L3S focusses its AI-related research activities on developing methods and systems in the areas of Text Mining and Search, Knowledge Graphs and Data Integration, Natural Language Processing, Scene and Video Analysis as well as Machine Learning and Deep Learning.
Further research areas
Artificial intelligence (AI)-based systems already make decisions in many areas that can affect every individual everywhere and at any time – with far-reaching effects also on society as a whole. Search engines, internet recommendation systems and social media bots use AI systems, influencing our perception of political developments and even scientific findings. Companies use AI in hiring processes, banks for lending. But when artificial intelligence decides whether a loan is denied or someone receives medical treatment, this entails risks: for example, if algorithm-based decision-making leads to discrimination. Because even the machine brain is not free of prejudice: When learning from data sets, AI systems also adopt the stereotypes they contain. Thus, companies could miss opportunities because bias leads to AI-driven decisions underperforming; much worse, they could violate human rights. One question researchers at L3S are therefore addressing is: How can standards for unbiased attitudes and non-discriminatory practices be upheld in big data analysis and algorithm-based decision-making?

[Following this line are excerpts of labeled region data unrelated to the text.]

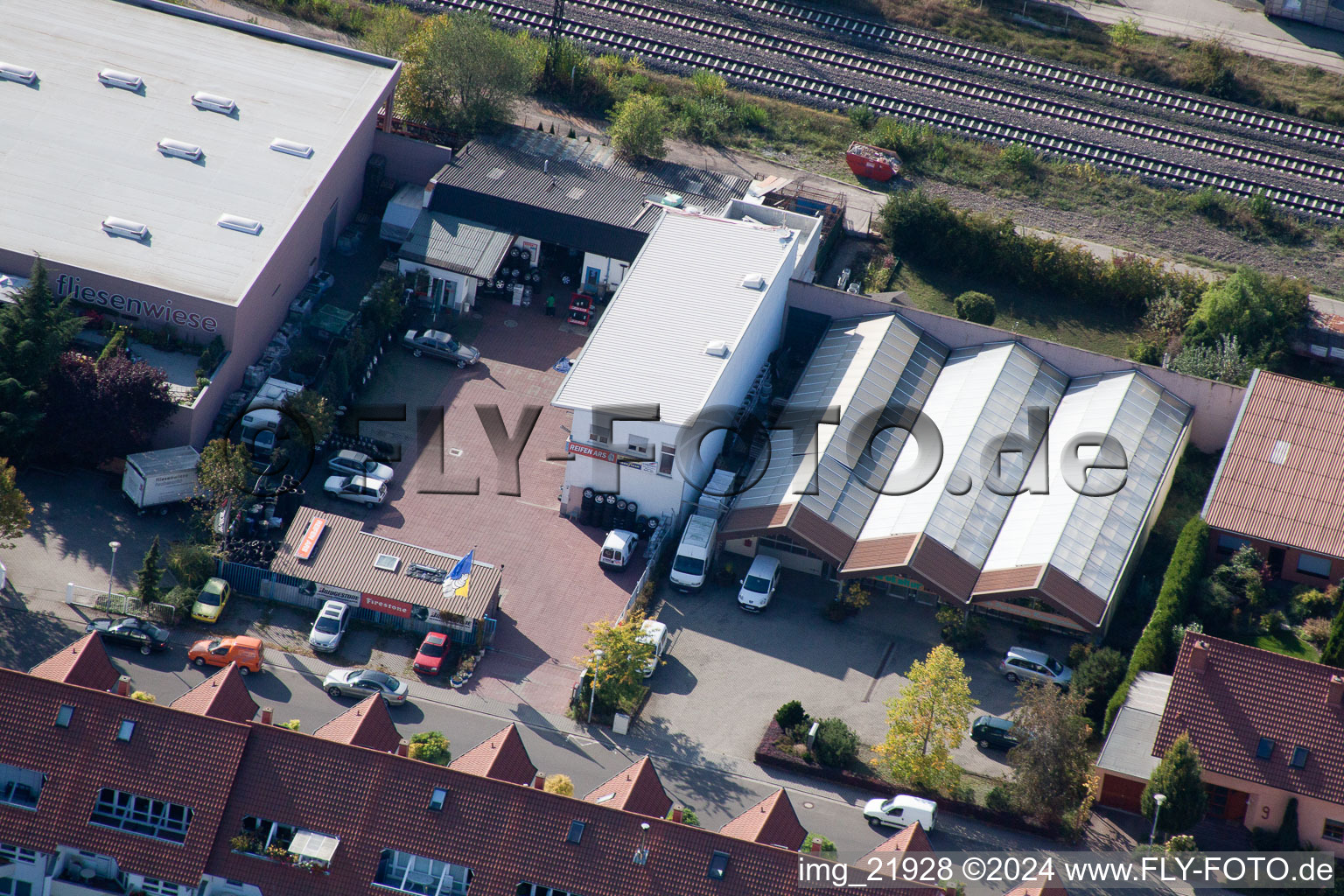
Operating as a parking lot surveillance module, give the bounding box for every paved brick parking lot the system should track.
[640,570,1068,776]
[314,298,642,712]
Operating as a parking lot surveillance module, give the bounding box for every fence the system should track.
[66,582,178,625]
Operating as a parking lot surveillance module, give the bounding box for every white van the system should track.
[636,620,668,678]
[668,513,719,592]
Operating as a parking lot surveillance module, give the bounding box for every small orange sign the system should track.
[294,517,326,560]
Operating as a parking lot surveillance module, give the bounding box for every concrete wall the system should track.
[372,130,453,186]
[789,281,1246,452]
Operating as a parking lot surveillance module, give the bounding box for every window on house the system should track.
[1218,535,1250,556]
[88,788,192,844]
[1297,554,1331,579]
[659,444,676,475]
[374,849,472,896]
[0,763,47,808]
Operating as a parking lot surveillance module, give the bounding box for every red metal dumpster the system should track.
[844,143,900,180]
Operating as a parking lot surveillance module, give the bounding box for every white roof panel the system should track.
[555,211,797,426]
[0,0,396,304]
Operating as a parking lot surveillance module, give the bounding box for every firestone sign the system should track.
[55,274,219,333]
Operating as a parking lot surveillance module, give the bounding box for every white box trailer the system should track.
[121,444,200,510]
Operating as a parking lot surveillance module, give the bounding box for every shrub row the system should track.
[1106,516,1208,731]
[882,189,1207,317]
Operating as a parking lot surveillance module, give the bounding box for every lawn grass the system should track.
[830,0,1344,123]
[887,262,1134,357]
[1241,632,1321,662]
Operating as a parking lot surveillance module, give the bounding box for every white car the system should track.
[597,529,640,570]
[323,475,387,504]
[308,600,349,653]
[402,329,481,367]
[738,554,780,612]
[863,794,938,830]
[326,452,393,482]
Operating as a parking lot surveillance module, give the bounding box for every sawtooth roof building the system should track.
[723,314,1191,634]
[0,0,401,444]
[0,635,942,896]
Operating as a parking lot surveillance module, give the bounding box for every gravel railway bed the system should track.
[402,0,1344,219]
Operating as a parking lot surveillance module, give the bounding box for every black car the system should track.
[85,618,168,653]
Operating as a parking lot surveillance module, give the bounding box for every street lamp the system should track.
[108,542,121,598]
[1148,794,1166,846]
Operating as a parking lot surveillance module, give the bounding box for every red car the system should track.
[411,632,447,676]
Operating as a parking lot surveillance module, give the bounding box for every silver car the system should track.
[402,329,481,367]
[323,669,407,707]
[308,600,349,653]
[998,648,1074,690]
[326,452,393,482]
[323,475,387,504]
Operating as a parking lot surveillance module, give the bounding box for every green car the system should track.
[970,716,1018,750]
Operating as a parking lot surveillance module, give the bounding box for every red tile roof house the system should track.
[1200,371,1344,587]
[0,643,942,896]
[1096,633,1344,857]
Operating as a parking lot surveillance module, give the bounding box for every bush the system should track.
[951,291,998,326]
[985,785,1012,811]
[812,718,859,768]
[1106,516,1208,731]
[774,700,808,733]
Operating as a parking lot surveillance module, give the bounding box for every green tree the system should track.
[396,12,532,136]
[1008,682,1091,822]
[1321,605,1344,669]
[360,4,419,60]
[98,326,130,364]
[543,774,574,796]
[1141,733,1208,834]
[0,258,85,458]
[136,535,164,603]
[951,291,998,326]
[1071,648,1129,731]
[1186,268,1308,363]
[407,731,453,766]
[609,93,669,158]
[1106,18,1144,56]
[196,438,253,530]
[873,643,980,788]
[0,457,32,550]
[579,612,653,707]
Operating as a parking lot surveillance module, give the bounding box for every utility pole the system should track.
[546,0,564,80]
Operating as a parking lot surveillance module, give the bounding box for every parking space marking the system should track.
[860,640,897,703]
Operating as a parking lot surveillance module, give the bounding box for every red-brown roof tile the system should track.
[719,788,808,851]
[313,695,402,752]
[31,632,121,690]
[1203,371,1344,557]
[168,662,256,723]
[1153,634,1344,805]
[452,724,536,785]
[0,669,248,886]
[584,756,672,818]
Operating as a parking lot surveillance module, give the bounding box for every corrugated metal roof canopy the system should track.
[1203,371,1344,557]
[270,507,500,620]
[398,211,514,279]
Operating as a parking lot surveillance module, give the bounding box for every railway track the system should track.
[717,0,1344,148]
[426,0,1344,219]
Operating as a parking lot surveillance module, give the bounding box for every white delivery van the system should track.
[121,444,200,510]
[668,513,719,592]
[636,620,668,678]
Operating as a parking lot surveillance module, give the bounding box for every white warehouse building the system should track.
[552,200,820,519]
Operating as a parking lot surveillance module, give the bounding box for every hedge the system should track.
[1106,516,1208,732]
[882,189,1208,317]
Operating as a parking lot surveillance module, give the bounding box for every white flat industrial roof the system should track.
[0,0,396,304]
[554,209,797,426]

A new era has dawned in computer science: that of Quantum Information. Devices for quantum information processing are now commercially available and pose fundamental challenges to physicists and information theorists: How can the enormous computing power of quantum computers be used in practice? This is what scientists at L3S want to find out in new research projects. They are using their decades of experience in the development of quantum algorithms and machine learning to develop architectures for quantum-based neural networks. These networks are intended to routinely discover improved quantum computation methods – especially for industrial applications that use complex quantum systems, for example in the development of drugs and in materials research.
Technological developments such as cloud computing and the Internet of Things are shaping our society. We are surrounded by myriads of networked digital devices. Other developments such as autonomous vehicles, cryptocurrencies and intelligent medical implants will change life even more drastically in the future – or already do. In this context, the digital society faces a major challenge: cyber security. In recent years, the nature of the threat has changed drastically. Many of today’s cyber attacks come from powerful attackers. State organisations are of particular concern, as they operate on a long-term basis and have considerable technical capabilities and resources at their disposal. The incidents that become known almost on a weekly basis show: Against attacks on a large scale, many of the existing security solutions are almost ineffective.
Artificial intelligence (AI)-based systems are already making decisions in many areas, and their performance is increasing rapidly, sometimes even surpassing human performance. However, embodied AI, although progressing, faces additional challenges which limit their success. While single algorithms can excel in a particular task in disembodied applications such as paying Atari games and board games, this is rarely the case in robotics. One of the challenges is that skills that seem easy to us, e.g., manipulating objects, rely more than a single learning algorithm but on the morphology of the agent, multimodal perception, years of individual experience, and multiple learning strategies, among other things. This embodied and holistic approach to AI is what researchers at L3S are addressing to develop increasingly intelligent robotic systems capable of interacting with real environments and people safely and naturally.